Das mit der Wahl des Jugendworts des Jahres ist ja so ein Ding. Da wählt eine Jury aus eher älteren Menschen ein Wort, von dem sie glaubt, dass es bei den jungen Leuten total lit ist. Tatsächlich kommt dabei dann meistens ein Wort heraus, das von den Jugendlichen eher als unfly wahrgenommen wird.
Dass die Mischung aus vermeintlicher Seriosität und angeblich cooler Sprache eine unangenehme Kombination ist, merkt ihr an dem Absatz, den ihr gerade gelesen habt. Dem Langenscheidt-Verlag ist das aber offenbar egal. Im vergangenen Jahr war die Wahl zum Jugendwort des Jahres wegen der Übernahme durch den Klett-Verlag ausgefallen. Wirklich vermisst hat vermutlich keiner etwas. Nun hat man sich beim Verlag aus schwer nachvollziehbaren Gründen dazu entschlossen, die Wahl, die bei den meisten jungen Menschen Fremdscham und bei den älteren Unverständnis auslöst, wieder stattfinden zu lassen. Spitze!

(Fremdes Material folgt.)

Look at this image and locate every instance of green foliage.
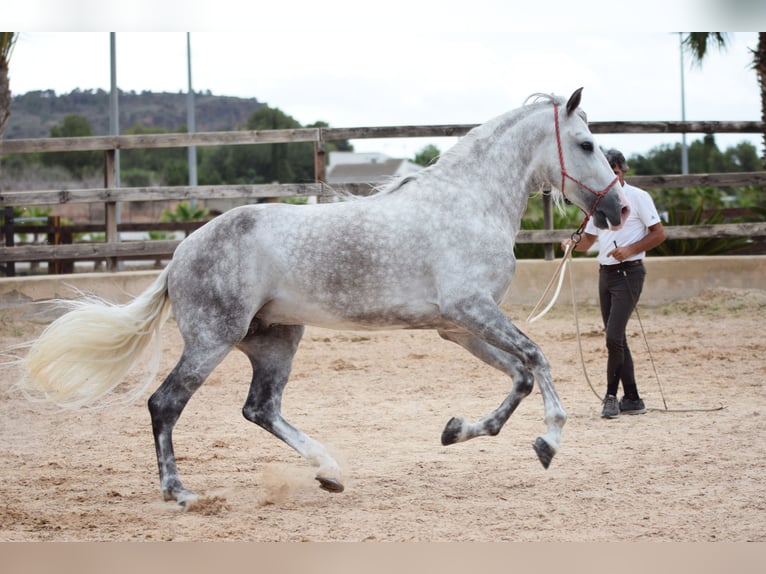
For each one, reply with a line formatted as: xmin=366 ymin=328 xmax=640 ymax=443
xmin=12 ymin=206 xmax=51 ymax=219
xmin=121 ymin=124 xmax=188 ymax=186
xmin=1 ymin=32 xmax=16 ymax=60
xmin=42 ymin=114 xmax=101 ymax=177
xmin=0 ymin=152 xmax=38 ymax=173
xmin=246 ymin=106 xmax=310 ymax=183
xmin=80 ymin=231 xmax=105 ymax=242
xmin=413 ymin=144 xmax=440 ymax=167
xmin=200 ymin=107 xmax=303 ymax=185
xmin=723 ymin=141 xmax=761 ymax=171
xmin=197 ymin=108 xmax=354 ymax=186
xmin=628 ymin=137 xmax=764 ymax=218
xmin=5 ymin=206 xmax=52 ymax=243
xmin=160 ymin=201 xmax=209 ymax=223
xmin=628 ymin=136 xmax=758 ymax=177
xmin=682 ymin=33 xmax=728 ymax=65
xmin=280 ymin=196 xmax=309 ymax=205
xmin=0 ymin=33 xmax=16 ymax=136
xmin=650 ymin=206 xmax=751 ymax=256
xmin=149 ymin=201 xmax=210 ymax=240
xmin=306 ymin=120 xmax=353 ymax=153
xmin=652 ymin=186 xmax=729 ymax=212
xmin=121 ymin=168 xmax=154 ymax=187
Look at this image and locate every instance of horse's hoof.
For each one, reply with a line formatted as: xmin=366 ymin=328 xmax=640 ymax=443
xmin=441 ymin=417 xmax=464 ymax=445
xmin=316 ymin=476 xmax=344 ymax=493
xmin=175 ymin=490 xmax=200 ymax=509
xmin=533 ymin=437 xmax=555 ymax=469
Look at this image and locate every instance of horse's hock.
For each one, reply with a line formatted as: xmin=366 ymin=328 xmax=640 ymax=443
xmin=2 ymin=256 xmax=764 ymax=318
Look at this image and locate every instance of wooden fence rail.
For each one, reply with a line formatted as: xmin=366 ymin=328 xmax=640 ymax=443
xmin=3 ymin=222 xmax=766 ymax=266
xmin=1 ymin=121 xmax=763 ymax=155
xmin=1 ymin=119 xmax=765 ymax=275
xmin=2 ymin=173 xmax=765 ymax=210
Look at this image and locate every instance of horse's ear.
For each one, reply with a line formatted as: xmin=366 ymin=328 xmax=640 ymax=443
xmin=566 ymin=87 xmax=584 ymax=116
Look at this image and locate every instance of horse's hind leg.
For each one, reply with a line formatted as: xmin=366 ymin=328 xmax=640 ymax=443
xmin=438 ymin=328 xmax=534 ymax=444
xmin=238 ymin=323 xmax=344 ymax=493
xmin=148 ymin=343 xmax=232 ymax=505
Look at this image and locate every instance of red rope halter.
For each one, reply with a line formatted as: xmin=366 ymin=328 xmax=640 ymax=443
xmin=553 ymin=102 xmax=619 ymax=236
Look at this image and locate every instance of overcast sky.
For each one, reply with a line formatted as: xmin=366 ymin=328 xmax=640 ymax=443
xmin=7 ymin=1 xmax=766 ymax=160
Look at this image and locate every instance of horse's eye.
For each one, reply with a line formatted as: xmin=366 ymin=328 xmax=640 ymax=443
xmin=581 ymin=141 xmax=594 ymax=152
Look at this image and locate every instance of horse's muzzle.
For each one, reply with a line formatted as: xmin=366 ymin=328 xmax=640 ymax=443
xmin=592 ymin=201 xmax=629 ymax=230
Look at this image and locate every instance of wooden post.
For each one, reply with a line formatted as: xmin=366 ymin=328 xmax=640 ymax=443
xmin=61 ymin=226 xmax=74 ymax=274
xmin=314 ymin=130 xmax=330 ymax=204
xmin=47 ymin=215 xmax=62 ymax=274
xmin=542 ymin=184 xmax=554 ymax=260
xmin=2 ymin=206 xmax=15 ymax=276
xmin=104 ymin=149 xmax=119 ymax=271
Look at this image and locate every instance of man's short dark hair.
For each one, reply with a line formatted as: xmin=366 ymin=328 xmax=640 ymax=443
xmin=605 ymin=148 xmax=629 ymax=172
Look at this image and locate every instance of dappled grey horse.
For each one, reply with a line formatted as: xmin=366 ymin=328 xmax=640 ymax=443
xmin=22 ymin=88 xmax=627 ymax=505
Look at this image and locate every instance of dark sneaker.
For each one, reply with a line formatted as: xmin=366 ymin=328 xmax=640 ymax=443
xmin=601 ymin=394 xmax=620 ymax=418
xmin=619 ymin=397 xmax=647 ymax=415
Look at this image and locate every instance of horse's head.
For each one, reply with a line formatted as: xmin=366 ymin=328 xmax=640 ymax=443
xmin=546 ymin=88 xmax=629 ymax=230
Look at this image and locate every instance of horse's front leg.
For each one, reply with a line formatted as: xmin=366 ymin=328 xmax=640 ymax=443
xmin=238 ymin=324 xmax=344 ymax=493
xmin=440 ymin=296 xmax=567 ymax=468
xmin=438 ymin=328 xmax=534 ymax=443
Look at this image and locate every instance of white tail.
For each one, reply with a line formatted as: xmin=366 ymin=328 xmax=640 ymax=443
xmin=20 ymin=268 xmax=172 ymax=409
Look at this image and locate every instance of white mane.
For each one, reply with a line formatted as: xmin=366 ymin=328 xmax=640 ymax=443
xmin=347 ymin=92 xmax=588 ymax=200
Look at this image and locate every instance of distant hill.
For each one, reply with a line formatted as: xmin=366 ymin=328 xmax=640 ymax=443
xmin=3 ymin=89 xmax=265 ymax=139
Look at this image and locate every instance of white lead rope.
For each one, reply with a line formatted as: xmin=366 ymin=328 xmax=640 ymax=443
xmin=526 ymin=242 xmax=574 ymax=323
xmin=525 ymin=244 xmax=604 ymax=400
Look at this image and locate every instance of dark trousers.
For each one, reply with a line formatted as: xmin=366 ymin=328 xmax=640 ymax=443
xmin=598 ymin=262 xmax=646 ymax=399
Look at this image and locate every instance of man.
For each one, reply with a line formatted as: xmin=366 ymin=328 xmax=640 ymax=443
xmin=563 ymin=149 xmax=666 ymax=418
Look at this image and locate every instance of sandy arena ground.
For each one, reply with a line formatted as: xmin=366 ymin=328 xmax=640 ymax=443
xmin=1 ymin=287 xmax=764 ymax=541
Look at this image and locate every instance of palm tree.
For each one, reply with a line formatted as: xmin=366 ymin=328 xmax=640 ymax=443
xmin=683 ymin=32 xmax=766 ymax=168
xmin=1 ymin=32 xmax=17 ymax=138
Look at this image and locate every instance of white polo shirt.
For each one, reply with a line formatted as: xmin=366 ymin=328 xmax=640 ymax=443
xmin=584 ymin=182 xmax=662 ymax=266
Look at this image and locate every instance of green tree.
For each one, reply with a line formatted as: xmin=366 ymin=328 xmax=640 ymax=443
xmin=628 ymin=138 xmax=764 ymax=212
xmin=0 ymin=32 xmax=16 ymax=138
xmin=628 ymin=143 xmax=683 ymax=175
xmin=306 ymin=120 xmax=354 ymax=153
xmin=247 ymin=106 xmax=309 ymax=183
xmin=723 ymin=141 xmax=761 ymax=172
xmin=683 ymin=32 xmax=766 ymax=167
xmin=689 ymin=134 xmax=725 ymax=173
xmin=197 ymin=108 xmax=354 ymax=186
xmin=121 ymin=124 xmax=188 ymax=186
xmin=628 ymin=139 xmax=759 ymax=175
xmin=413 ymin=144 xmax=441 ymax=167
xmin=43 ymin=114 xmax=101 ymax=178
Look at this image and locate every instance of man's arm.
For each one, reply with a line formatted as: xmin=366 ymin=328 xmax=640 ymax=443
xmin=562 ymin=231 xmax=598 ymax=253
xmin=608 ymin=222 xmax=666 ymax=261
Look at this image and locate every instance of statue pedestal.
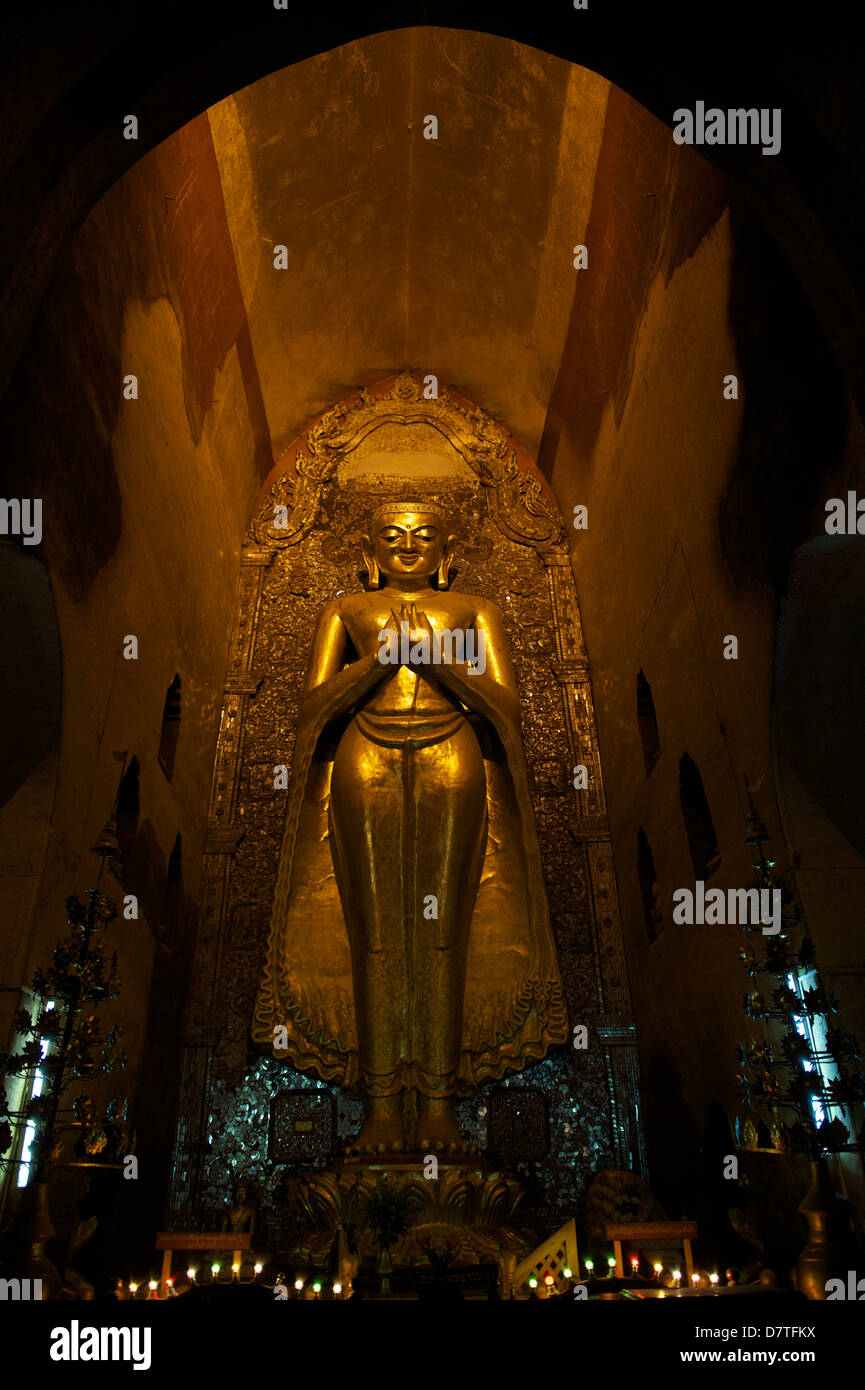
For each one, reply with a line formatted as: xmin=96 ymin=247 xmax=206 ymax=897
xmin=282 ymin=1160 xmax=530 ymax=1289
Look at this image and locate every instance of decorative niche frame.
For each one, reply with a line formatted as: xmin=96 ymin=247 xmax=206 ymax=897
xmin=169 ymin=372 xmax=645 ymax=1225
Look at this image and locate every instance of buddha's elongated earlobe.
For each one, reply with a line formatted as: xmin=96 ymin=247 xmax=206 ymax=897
xmin=361 ymin=535 xmax=380 ymax=589
xmin=437 ymin=537 xmax=456 ymax=589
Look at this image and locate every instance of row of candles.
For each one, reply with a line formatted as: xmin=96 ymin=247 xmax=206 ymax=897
xmin=121 ymin=1268 xmax=343 ymax=1299
xmin=524 ymin=1259 xmax=722 ymax=1292
xmin=122 ymin=1257 xmax=721 ymax=1299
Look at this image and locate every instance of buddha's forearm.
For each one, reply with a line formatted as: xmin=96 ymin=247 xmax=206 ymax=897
xmin=430 ymin=662 xmax=521 ymax=734
xmin=300 ymin=654 xmax=390 ymax=730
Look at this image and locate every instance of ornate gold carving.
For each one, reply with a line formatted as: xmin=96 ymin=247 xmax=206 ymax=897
xmin=493 ymin=455 xmax=565 ymax=548
xmin=245 ymin=370 xmax=564 ymax=554
xmin=282 ymin=1163 xmax=528 ymax=1269
xmin=174 ymin=373 xmax=645 ymax=1217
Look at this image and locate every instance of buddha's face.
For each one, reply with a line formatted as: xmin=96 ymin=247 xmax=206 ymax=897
xmin=370 ymin=510 xmax=447 ymax=584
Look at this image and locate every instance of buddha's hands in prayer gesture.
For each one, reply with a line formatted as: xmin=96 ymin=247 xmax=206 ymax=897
xmin=384 ymin=601 xmax=436 ymax=668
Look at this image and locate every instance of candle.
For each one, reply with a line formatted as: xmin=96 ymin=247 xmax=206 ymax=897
xmin=187 ymin=1268 xmax=196 ymax=1281
xmin=710 ymin=1273 xmax=719 ymax=1286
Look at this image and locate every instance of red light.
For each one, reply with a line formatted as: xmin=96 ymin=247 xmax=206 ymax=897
xmin=544 ymin=1274 xmax=555 ymax=1286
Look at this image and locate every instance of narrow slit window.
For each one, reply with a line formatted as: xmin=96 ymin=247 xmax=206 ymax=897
xmin=158 ymin=675 xmax=181 ymax=781
xmin=679 ymin=753 xmax=720 ymax=879
xmin=636 ymin=670 xmax=661 ymax=775
xmin=116 ymin=756 xmax=140 ymax=871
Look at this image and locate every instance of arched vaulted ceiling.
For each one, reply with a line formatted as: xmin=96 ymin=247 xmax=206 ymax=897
xmin=206 ymin=33 xmax=612 ymax=461
xmin=1 ymin=26 xmax=733 ymax=594
xmin=1 ymin=3 xmax=862 ymax=420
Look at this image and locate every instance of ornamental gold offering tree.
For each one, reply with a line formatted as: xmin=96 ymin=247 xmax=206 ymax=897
xmin=0 ymin=889 xmax=127 ymax=1187
xmin=253 ymin=501 xmax=568 ymax=1153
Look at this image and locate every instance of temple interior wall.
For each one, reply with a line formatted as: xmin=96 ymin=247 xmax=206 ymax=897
xmin=1 ymin=26 xmax=863 ymax=1262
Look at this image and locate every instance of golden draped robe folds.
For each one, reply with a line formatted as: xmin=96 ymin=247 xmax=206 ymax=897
xmin=251 ymin=646 xmax=568 ymax=1097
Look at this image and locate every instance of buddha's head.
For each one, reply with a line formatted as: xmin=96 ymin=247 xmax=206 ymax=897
xmin=362 ymin=503 xmax=456 ymax=590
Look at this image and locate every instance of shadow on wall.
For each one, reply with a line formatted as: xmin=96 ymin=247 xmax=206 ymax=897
xmin=0 ymin=543 xmax=60 ymax=813
xmin=642 ymin=1050 xmax=701 ymax=1219
xmin=697 ymin=1099 xmax=755 ymax=1271
xmin=0 ymin=544 xmax=60 ymax=1032
xmin=775 ymin=534 xmax=865 ymax=861
xmin=720 ymin=199 xmax=847 ymax=596
xmin=99 ymin=838 xmax=198 ymax=1283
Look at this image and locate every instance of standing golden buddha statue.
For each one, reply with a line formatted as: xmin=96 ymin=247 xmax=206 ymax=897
xmin=253 ymin=501 xmax=567 ymax=1153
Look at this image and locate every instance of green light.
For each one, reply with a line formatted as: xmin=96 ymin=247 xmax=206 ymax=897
xmin=528 ymin=1277 xmax=538 ymax=1288
xmin=584 ymin=1259 xmax=594 ymax=1271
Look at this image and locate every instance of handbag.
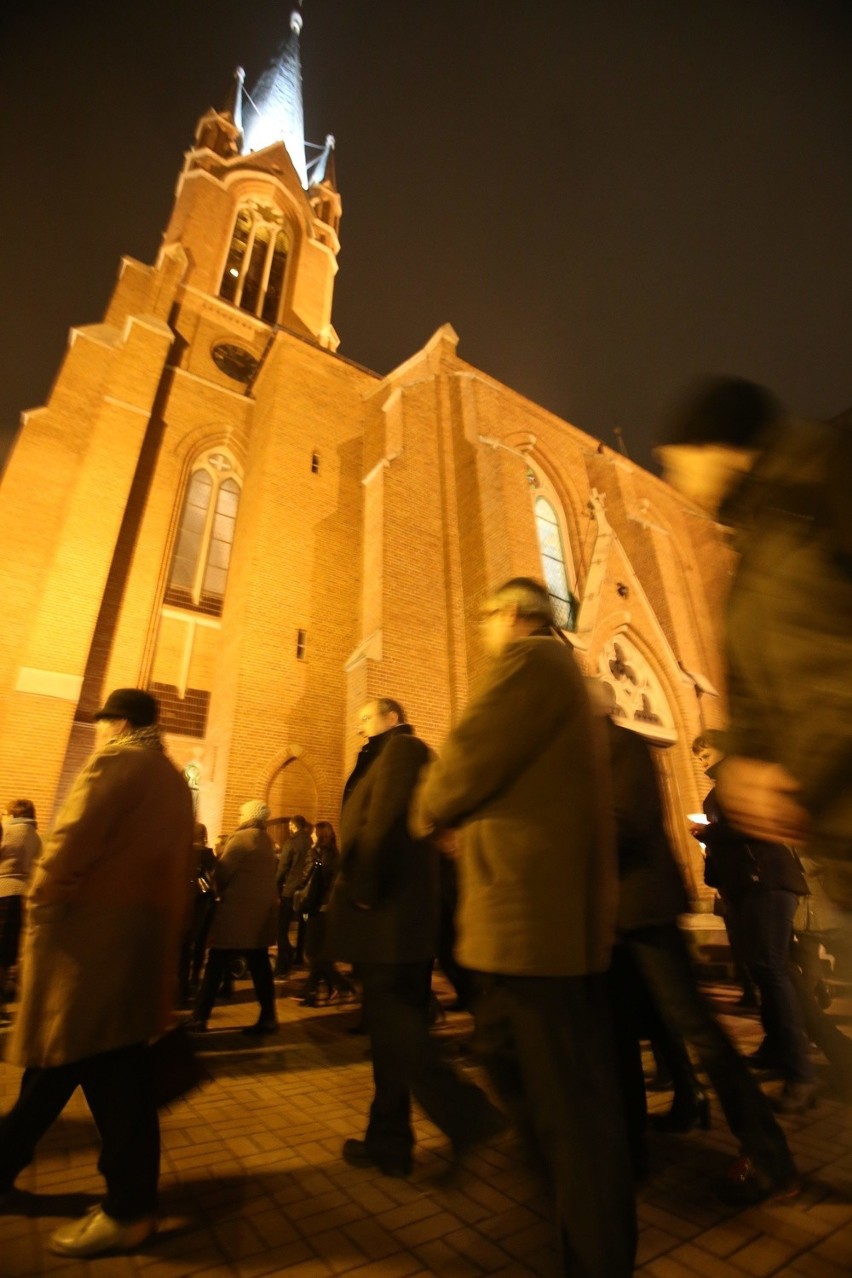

Und natürlich wollte man das alles viel näher an den Jugendlichen gestalten, damit man sich nicht wieder den Vorwurf gefallen lassen musste, die kleine elitäre Verlagsgemeinschaft könne sich nicht in die Lebensweise der jungen Bevölkerung hineinversetzen. Also entschied man sich, die Jugendlichen erstmals selbst über das Wort abstimmen zu lassen. Welch revolutionärer Gedanke! Viel weiter wurde dann aber auch nicht gedacht – wie die Vorgeschichte der nun zur Wahl stehenden zehn Begriffe zeigt.
Bis zum 10. August hatte Langenscheidt Vorschläge für die Auswahl entgegengenommen. Es entbrannte ein regelrechter Internetkrieg über die Nominierung, was den Verlag schlussendlich in eine Zwickmühle brachte und nur im Fiasko enden konnte. Aber der Reihe nach: Die Community war sich relativ schnell über ihren Favoriten einig. Es sollte ein Wort werden, das völlig zurecht in der Kritik steht. Denn es diskriminiert Sexarbeiterinnen und ist frauenfeindlich und sowieso die uncoolste aller Beleidigungen: Hurensohn.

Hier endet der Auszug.